I FOLDED MY ARMS across my woolly sweater as I paced into my living room and tried rubbing the chills out. The sweater was never worn before. It had been one of Oma's last gifts before she realized I no longer liked to wear oversized clothing. Despite the turtleneck beneath, the wool itched, and the rubbing didn't stop my teeth from chattering. This relapse of flu came over me during Aleese's service, about the time Reverend McNaughton was showing off her photographs. And while it hit me quickly and furiously, I could only think that Scott Eberman sat three rows behind me, and it was my solemn duty not to give him anything else to worry about. I don't think I let myself move a muscle until the service had ended.

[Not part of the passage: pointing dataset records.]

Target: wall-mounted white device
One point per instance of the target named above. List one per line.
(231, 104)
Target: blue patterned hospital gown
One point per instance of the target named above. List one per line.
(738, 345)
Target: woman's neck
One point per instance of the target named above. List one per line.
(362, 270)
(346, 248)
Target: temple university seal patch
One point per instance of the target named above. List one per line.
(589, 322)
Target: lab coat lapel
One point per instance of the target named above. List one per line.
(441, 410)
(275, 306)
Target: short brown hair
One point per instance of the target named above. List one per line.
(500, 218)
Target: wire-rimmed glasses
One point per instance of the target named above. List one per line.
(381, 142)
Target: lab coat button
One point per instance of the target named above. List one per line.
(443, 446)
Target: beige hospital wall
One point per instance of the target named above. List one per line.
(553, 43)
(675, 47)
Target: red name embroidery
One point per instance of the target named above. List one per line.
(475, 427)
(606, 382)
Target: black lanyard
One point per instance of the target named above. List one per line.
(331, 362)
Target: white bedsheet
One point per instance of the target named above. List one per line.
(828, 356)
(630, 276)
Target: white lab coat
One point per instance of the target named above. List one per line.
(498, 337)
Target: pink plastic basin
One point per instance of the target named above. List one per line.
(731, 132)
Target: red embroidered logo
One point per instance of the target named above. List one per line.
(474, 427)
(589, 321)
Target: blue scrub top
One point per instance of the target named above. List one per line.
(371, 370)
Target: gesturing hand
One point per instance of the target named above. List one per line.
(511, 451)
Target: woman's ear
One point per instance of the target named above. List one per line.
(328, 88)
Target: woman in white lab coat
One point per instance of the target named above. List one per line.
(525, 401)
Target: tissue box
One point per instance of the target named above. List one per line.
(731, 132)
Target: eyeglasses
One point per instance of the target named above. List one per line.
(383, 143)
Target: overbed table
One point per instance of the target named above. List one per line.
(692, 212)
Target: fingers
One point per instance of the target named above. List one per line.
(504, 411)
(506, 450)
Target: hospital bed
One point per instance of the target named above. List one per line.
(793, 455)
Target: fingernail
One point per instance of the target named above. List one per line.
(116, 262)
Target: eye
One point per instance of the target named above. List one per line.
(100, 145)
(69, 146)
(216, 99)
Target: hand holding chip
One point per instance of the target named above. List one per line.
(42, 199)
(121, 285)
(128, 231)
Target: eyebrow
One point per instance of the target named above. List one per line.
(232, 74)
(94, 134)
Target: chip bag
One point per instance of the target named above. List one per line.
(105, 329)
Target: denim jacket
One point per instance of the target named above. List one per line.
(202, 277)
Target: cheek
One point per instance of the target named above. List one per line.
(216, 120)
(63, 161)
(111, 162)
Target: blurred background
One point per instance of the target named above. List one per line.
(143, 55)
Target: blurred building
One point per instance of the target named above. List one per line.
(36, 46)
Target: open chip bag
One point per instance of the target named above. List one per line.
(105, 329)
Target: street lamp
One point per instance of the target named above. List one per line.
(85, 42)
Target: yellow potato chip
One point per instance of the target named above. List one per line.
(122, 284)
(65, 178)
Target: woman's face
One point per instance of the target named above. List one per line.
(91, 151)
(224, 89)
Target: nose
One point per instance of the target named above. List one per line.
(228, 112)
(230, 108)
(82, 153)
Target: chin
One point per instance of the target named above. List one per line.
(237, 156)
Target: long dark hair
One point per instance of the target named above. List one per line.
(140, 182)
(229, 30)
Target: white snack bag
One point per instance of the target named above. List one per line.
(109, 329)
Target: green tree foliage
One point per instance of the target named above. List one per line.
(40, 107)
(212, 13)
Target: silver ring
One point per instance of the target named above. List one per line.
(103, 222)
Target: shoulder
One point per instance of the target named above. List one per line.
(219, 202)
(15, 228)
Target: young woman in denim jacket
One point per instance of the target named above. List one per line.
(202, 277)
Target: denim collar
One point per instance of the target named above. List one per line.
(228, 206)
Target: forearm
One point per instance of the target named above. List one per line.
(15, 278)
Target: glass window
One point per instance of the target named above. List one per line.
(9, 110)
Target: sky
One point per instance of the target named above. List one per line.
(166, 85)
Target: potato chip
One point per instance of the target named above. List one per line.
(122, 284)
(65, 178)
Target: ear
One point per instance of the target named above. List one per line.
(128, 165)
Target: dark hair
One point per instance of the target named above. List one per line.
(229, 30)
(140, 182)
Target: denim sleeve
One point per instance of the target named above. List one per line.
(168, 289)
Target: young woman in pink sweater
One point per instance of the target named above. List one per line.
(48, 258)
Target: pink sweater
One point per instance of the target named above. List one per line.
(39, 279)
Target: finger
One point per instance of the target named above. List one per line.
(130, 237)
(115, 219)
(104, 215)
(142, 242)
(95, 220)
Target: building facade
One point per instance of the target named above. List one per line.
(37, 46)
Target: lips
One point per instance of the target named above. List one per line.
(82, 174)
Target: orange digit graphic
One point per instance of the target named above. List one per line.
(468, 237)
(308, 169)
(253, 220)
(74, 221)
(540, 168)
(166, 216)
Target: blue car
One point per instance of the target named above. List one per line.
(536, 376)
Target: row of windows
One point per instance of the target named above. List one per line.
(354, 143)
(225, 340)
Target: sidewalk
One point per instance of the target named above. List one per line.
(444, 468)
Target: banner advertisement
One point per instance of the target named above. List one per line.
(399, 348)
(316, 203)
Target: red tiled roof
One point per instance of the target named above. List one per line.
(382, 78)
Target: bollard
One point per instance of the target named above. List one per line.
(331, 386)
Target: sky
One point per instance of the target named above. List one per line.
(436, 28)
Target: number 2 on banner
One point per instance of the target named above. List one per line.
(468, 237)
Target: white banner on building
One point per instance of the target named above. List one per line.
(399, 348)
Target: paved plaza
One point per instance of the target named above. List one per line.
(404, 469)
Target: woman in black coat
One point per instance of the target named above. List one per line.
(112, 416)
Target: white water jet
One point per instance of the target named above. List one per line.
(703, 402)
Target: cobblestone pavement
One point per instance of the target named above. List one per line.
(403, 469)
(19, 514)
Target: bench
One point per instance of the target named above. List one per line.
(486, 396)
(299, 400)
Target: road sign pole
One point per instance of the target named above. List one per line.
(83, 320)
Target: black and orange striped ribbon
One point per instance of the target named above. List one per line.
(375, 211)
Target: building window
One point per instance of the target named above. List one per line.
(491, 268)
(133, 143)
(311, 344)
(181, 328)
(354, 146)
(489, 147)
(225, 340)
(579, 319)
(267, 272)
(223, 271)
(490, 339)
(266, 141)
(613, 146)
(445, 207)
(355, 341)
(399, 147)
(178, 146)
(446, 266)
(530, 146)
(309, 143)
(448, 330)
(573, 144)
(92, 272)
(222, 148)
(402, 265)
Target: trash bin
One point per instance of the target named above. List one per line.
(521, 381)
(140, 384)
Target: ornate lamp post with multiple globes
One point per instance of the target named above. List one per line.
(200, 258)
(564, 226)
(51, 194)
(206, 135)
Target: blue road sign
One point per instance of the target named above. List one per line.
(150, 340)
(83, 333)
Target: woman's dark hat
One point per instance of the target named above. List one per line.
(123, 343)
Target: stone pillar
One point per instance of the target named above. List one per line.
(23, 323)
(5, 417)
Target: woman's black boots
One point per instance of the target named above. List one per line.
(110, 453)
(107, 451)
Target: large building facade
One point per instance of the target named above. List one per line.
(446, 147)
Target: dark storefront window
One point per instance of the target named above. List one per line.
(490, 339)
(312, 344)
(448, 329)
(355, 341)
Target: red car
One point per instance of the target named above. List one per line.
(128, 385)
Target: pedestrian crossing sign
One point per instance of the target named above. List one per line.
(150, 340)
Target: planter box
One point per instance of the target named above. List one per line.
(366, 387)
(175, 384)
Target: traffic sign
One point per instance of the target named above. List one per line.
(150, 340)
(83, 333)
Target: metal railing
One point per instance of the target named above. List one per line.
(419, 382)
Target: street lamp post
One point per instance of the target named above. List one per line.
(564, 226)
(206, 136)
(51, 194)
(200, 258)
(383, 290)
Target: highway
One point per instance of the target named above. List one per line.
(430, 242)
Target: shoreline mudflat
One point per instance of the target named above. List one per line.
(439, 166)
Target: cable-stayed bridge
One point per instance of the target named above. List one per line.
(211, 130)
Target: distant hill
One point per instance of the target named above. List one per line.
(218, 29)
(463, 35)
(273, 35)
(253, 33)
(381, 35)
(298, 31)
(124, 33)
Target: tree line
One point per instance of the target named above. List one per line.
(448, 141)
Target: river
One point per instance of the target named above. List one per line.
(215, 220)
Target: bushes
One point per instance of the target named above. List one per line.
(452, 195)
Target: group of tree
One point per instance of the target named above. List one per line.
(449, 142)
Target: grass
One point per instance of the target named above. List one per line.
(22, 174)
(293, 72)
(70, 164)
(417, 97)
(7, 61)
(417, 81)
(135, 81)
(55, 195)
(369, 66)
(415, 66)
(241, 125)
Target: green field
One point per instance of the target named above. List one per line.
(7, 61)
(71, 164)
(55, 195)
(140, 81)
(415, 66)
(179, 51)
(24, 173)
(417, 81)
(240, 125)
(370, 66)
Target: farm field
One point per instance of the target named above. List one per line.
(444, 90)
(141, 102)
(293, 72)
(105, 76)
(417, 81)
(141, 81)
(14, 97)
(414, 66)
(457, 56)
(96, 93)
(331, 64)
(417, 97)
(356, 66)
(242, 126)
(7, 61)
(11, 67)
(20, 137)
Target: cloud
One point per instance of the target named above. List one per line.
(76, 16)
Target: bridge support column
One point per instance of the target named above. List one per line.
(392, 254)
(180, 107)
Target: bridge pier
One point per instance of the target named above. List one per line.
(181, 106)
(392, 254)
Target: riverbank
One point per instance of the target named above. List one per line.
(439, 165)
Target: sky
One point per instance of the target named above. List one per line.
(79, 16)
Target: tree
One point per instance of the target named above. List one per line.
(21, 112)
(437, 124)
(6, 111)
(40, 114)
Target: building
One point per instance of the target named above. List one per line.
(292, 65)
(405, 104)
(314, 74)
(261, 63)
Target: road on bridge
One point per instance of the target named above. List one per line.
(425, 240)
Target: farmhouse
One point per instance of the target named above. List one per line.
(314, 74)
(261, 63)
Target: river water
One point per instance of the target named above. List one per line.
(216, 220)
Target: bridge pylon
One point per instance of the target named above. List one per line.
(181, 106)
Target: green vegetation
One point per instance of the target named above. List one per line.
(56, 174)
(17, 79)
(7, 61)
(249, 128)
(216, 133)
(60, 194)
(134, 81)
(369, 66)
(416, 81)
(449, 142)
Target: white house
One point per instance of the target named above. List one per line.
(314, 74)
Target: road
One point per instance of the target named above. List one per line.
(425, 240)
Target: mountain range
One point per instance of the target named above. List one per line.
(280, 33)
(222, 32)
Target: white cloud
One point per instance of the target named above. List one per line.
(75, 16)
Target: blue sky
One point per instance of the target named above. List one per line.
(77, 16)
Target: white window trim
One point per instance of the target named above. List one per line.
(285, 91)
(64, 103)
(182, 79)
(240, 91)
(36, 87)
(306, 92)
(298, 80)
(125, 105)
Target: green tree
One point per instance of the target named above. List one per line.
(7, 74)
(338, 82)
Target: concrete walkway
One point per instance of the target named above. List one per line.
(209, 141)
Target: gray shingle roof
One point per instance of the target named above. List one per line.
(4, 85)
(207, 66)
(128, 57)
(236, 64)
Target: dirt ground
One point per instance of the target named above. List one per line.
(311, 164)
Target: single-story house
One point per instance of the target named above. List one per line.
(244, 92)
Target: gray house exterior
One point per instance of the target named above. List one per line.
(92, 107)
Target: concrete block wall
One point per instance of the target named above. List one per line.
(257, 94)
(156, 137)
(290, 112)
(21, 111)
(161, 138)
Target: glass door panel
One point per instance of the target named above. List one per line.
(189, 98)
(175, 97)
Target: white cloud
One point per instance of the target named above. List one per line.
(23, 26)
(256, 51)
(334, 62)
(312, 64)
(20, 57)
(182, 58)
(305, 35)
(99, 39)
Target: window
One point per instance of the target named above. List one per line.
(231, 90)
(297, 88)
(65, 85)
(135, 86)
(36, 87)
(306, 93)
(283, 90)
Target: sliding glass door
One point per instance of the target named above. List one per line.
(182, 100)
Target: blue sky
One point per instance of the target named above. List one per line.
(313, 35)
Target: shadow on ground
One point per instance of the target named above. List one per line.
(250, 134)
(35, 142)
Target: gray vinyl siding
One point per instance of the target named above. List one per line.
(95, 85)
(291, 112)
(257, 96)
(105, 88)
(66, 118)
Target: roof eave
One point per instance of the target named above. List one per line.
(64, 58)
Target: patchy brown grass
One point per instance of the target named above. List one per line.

Now I stared out my living room window, maybe half an hour after the Blumbergs dropped me off. Cars were parked all the way to the corner. Every spot was taken, except the one where the huge puddle spread outward in front of my house.
All the people were mourners. But they were all down at the Ebermans'.
Are you proud of yourself? Congratulations. You're alone again ... and sick.
I knew I had sent out a thousand little "messages" at the service to those who wanted to come here afterward—thank you, but no thank you. It had all been an autopilot routine, easy as crossing my legs, and at the moment, autopilot was all I'd had.
A couple that had just parked at the corner walked by on the other side of the street in nothing but light sweaters.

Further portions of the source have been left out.